Saturday, April 25, 2009

Notes from the Fold

On one Thursday from each of the past two months, the historic church of St Audeon’s in Dublin has played host to The Fold, a series of concerts featuring some of Ireland’s contemporary experimental and alternative musicians. More information on the Fold (and upcoming concerts) can be found here.
Fold 1 (on March 26th) featured saxophonist Sean Óg in a solo performance, while Fold 2 (April 21st) had him in the group Morla (essentially a duo with guitarist Simon Jermyn, augmented on this night by drummer Shane O’Donovan). More info on Óg and his many projects here and here (with samples); more info on Jermyn here and here, and on Morla here.
For his solo project Óg played alto and bass clarinet, supplemented with electronic gizmos that repeated what he’d just played back at him as well as creating rhythms and textures. Óg seems to enjoy taking chances live (the mark of a good improviser) and at times it seemed that the electronics weren’t behaving themselves as well as they should, but in the main they worked very well and gave his already focused and thoughtful performance an exciting extra element. Opening with a piece by Hildegard of Bingen (which was wonderfully suited to the chapel we were in, red-lit by the heat lamps fixed high on the old walls) he played a continuous improvisation which was rarely less than gripping, and only occasionally wandering into the wilder extremes of contemporary sax playing (something I would have preferred, which is not to knock his performance here, but I would like to see this guy use his electronics and imagination to really let rip).

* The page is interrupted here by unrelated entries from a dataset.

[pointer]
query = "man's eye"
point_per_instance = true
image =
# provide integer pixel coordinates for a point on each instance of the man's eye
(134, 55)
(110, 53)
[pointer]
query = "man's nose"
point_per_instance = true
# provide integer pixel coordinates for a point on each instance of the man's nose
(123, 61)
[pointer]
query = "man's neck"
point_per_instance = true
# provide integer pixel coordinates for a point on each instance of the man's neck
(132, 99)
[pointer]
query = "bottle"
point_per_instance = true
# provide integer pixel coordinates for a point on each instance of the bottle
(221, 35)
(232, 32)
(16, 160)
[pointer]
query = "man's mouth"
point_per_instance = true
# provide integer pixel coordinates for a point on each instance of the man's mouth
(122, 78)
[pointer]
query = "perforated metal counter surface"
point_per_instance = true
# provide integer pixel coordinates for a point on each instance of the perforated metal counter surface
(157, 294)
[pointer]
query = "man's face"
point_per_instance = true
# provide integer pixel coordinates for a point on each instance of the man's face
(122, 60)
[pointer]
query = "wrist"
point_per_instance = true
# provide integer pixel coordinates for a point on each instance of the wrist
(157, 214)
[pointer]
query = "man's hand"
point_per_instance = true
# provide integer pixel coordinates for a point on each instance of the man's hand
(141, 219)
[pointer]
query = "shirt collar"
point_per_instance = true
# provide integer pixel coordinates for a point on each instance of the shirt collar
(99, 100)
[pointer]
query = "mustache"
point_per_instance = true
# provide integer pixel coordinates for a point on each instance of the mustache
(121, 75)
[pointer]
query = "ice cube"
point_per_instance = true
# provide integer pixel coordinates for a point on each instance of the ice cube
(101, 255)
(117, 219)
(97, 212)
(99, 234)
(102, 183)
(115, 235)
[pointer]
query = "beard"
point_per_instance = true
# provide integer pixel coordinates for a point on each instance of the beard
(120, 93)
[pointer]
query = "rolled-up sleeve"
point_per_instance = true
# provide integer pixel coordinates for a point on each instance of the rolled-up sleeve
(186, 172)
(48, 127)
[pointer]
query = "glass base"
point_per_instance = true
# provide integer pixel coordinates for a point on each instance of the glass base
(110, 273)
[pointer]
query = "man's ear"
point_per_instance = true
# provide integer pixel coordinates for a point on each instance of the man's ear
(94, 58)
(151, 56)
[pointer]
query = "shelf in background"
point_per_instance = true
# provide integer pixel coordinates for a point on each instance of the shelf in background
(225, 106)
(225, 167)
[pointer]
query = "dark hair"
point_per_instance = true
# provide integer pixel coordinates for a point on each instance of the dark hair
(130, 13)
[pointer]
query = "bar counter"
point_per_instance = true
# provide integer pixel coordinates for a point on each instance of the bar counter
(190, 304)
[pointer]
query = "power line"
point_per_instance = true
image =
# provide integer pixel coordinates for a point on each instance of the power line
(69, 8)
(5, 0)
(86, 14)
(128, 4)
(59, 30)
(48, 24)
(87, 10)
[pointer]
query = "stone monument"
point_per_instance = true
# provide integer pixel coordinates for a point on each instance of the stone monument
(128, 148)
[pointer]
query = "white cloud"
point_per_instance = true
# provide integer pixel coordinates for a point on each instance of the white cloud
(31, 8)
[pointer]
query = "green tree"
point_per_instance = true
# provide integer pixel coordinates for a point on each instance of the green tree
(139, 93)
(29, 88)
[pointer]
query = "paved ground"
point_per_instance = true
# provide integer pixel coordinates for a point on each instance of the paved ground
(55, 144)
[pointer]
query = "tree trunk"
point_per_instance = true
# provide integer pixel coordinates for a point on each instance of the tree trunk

One bold choice was to throw in Prince’s ‘Ballad of Dorothy Parker’, complete with seriously eighties backing track; I didn’t recognise the song at first, and thought he was doing a weird homage to Miles Davis’s Tutu period. I’m not sure if it worked, to be honest; the contrast with what he was doing before was so great that it seemed incongruous, but it shows his enthusiasm for throwing wild cards into the mix, not a trait to be criticised. He ended with a soft lullaby. All in all, it was a compelling and enjoyable performance, even if, as I’ve said before, I prefer my solo sax a lot more experimental and abrasive.
I’m not fully convinced by Morla’s recordings (at least by what I’ve heard on their MySpace page). While one can’t fault their playing, or their sense of texture or melody, I find that at times their music, which seems more about evoking atmosphere than anything else, a little too smooth and pleasant, almost like avant-garde mood music, and lacks a certain amount of bite. In performance here, with the added element of percussion – O’Donovan’s skittery, restless playing kept a fire burning under the two leads – they were a lot more compelling, and during a continuous performance they created an involving, intense, and textured sound which often had a Eastern tinge and was at times mesmerising, and powerfully atmospheric. There was a sense of underlying turbulence, and a willingness to take risks, that kept it interesting throughout, and all three played with skill and empathy. One of Óg’s habits is to intone wordlessly through his sax, which creates quite an odd, haunting effect that works very well here. If I have a criticism, it’s that I’d like to see them add harsher elements to their sound, as increasing its edge could only improve it more. Still, it was another enjoyable performance, and Óg is definitely a talent to watch (I hope to get to see Trihornophone soon!) Here's some videos:



Fold 1 also featured Karl Him, Fergus Cullen and Gavin Duffy in a guitar-led group improvisation which, considering the calibre of the performers involved, was to my ear a bit of a noisy mess which never quite cohered into a substantial musical vision. A lot of it seemed to be playing around with effects rather than anything else, which is fun to watch, but it never really went anywhere interesting. Fold 2 had Rainfear, a duo comprising long-established Dublin musicians and artists David Donohue (on synth and electronics) and Peter Maybury (on drums and processing); unfortunately, the drums were so loud that they completely dominated the proceedings and destroyed any chance of interplay or subtlety, like watching a version of Waiting for Godot where one character shouts all his lines through a megaphone. At times Maybury seemed to be channeling Kraftwerk, at other times he created walls of electronic sludge, and towards the end he played an improvisation against a picky-pocky background riff which bordered on being exciting, but the volume of the percussion just drowned any pleasure. I couldn’t help being reminded of Thomas Lehn and Paul Lovens at the i-and-e festival recently, who used a similar set-up to produce much more exciting and inventive music (see here). If they had turned the drums down and the synths up, I might have been able to give a more accurate description of what Rainfear are trying to do. Sorry, lads!
One of the problems I had with both of the above groups is that they seemed to be trying to keep their feet in two camps simultaneously: going a bit of the way towards really experimental, yet not going too far and alienating the more conservative elements in the audience. But this kind of compromising bodes ill for the music, as it ends up being neither one thing nor the other, and satisfies nobody. As I said to my companion on the first night, I’d like to give these guys a good feed of strong drink and let them wail on their instruments; they’ve nothing to lose by seriously loosening up, and just making a good old-fashioned racket that has people fleeing the church clutching their ears. I’d definitely stay, and applaud at the end!